Frescoes inside the church: upper layer (left) and lower layer (right)
The frescoes inside the church portray elongated figures of saints and angels in the upper part of the walls. They are dressed in a traditional way. In the lower part of the walls other saints wear the elaborate silk costumes of the Byzantine court.
View towards Zelve
It is worthwhile reaching the top of the rock wall to see the valley behind it; in the distance one can see the pink pinnacles of Zelve and in the foreground a group of spectacular "fairy chimneys".
Until the 1920s Zelve was a mainly Christian village. Its inhabitants lived in houses which were cut into a group of pink rocks. In the 1950s it was abandoned by its Muslim population too.
Kizilirmak (Red River) at Avanos
Avanos is a small town with a very long history: Zwinasa, the original Hittite name became Roman Venasa, then Byzantine Vanota and today's Avanos. The continuity of the settlement is due to its location on the right bank of the River Kizilirmak. This is the longest river which entirely flows within the border of the Republic of Turkey. It rises in the mountains of eastern Anatolia and it heads towards the Tuz Golu, the large salted lake at the centre of the tableland. A few miles away from the lake it turns north and it finds a difficult passage through the coastal range until it reaches the Black Sea to the east of Sinop.
Avanos is known for its pottery which makes use of the river red clay. Its old quarter retains some interesting traditional Ottoman houses.
A not so historical hammam
Urgup is a town with many large hotels owing to its location which is within easy reach of Goreme, Uchisar and the other main attractions of Cappadocia. Visitors are offered the opportunity to enjoy a bath in a historical hammam, which turns out not to be an Ottoman building, but a former Christian Orthodox church which was built in 1900.
A hidden church: entrance (left) and view of its interior (right)

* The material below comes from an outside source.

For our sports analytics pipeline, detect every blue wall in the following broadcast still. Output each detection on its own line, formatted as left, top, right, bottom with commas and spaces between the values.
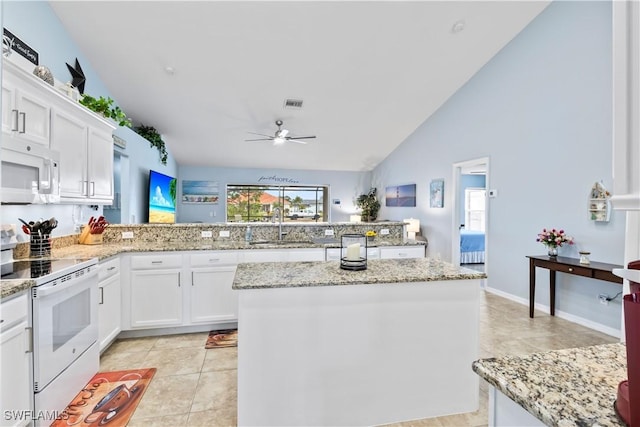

At the beginning of the XXth century the Christian community of Urgup was rather wealthy; in addition to the small church near the main square they built a larger one at the entrance of the town. It was in part cut into the rock; its interior had a rich decoration. Currently a wall hides it and there are no indications about its name and history. In order to find it you need to travel by bus. It is on the left side of the road from Nevsehir to Urgup.